In Canada, per-student funding at top universities has stayed constant, but this is better than at other institutions, where per-student funding has fallen somewhat.
Overall, Switzerland, the United Kingdom and the United States are the only countries where ‘top’ universities are continuing to increase their per-student revenues in the wake of the economic crisis. These three countries already monopolise the top 20 positions in the ARWU rankings. In theory at least, this should solidify their standing at the top.
In Australia and Sweden, ‘top’ universities are doing worse than the rest of the system. In Sweden, the sector as a whole has seen per-student incomes increase by 15%, but because the top universities have been attracting more students, they have had no increase at all in per-student income.
In Australia, the entire sector is seeing a fall in per-student income, but it is worse in the ‘top’ universities (–15%) than in the sector as a whole (–10%).
What does this mean for the future of world-class universities? Strikingly, while money is an important ingredient, the success of universities does not rest solely upon it. Certainly, money does not seem to have much of a material short-run effect on ARWU rankings. If it did, Australia’s universities would be doing much worse than they are. Clearly, institutional strategy, hiring practices and the quality of university management matter as well.
But it is equally plain that money makes a lot of other challenges in higher education much easier. If present trends continue, it seems likely that private American universities will keep their positions at the top of international rankings tables and perhaps even widen their lead. Top American public flagships, along with British and Swiss universities, will find it easier to cope than most.
Elsewhere, the problem seems to be in part that new money often only follows new students. That is, universities who want more money to pursue a more research-intensive path must first admit more students, mainly undergraduate ones.
Governments may think they are offering universities a good bargain this way, but frankly this is not always helpful. Much of the new money simply gets spent educating the students themselves and there is very little ‘extra’ to devote to excellence.

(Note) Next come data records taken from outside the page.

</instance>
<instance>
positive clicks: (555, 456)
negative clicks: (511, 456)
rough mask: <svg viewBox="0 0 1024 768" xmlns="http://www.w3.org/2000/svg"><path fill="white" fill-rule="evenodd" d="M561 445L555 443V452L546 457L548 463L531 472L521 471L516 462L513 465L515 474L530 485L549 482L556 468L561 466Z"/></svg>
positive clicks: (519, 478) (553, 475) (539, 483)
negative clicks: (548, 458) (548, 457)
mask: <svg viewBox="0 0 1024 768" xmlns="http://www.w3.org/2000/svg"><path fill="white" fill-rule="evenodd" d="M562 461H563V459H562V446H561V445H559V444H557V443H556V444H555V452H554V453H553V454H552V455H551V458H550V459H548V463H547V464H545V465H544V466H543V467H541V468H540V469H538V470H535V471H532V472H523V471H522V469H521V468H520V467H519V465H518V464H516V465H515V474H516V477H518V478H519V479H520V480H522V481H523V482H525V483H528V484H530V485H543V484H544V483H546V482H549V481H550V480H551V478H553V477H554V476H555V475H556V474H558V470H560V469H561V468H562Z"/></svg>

Governments who wish their universities to pursue world-class status quite simply need to find ways to decouple revenue growth from enrolment growth.
Governments who wish their universities to pursue world-class status quite simply need to find ways to decouple revenue growth from enrolment growth. That could mean relinquishing control over tuition fees, or increasing the size of excellence programmes, or some other measure.
The alternative to raising more money in order to pursue world-class university status is to make universities more efficient and find more ‘margins’ within the institutions that can be reinvested in research.
It seems clear that Australian ARWU universities have been doing exactly this for some years now, and governments around the world may want to look at the ways in which institutions there have found success.
Given the overall fiscal difficulty many governments are currently experiencing, this may be a more productive way for institutions to continue pushing for world-class status than waiting for further infusions of public money. As Ernest Rutherford is reputed to have once said: “Gentlemen, we have run out of money. It is time to start thinking.”
Alex Usher is president of Higher Education Strategy Associates in Toronto, Canada.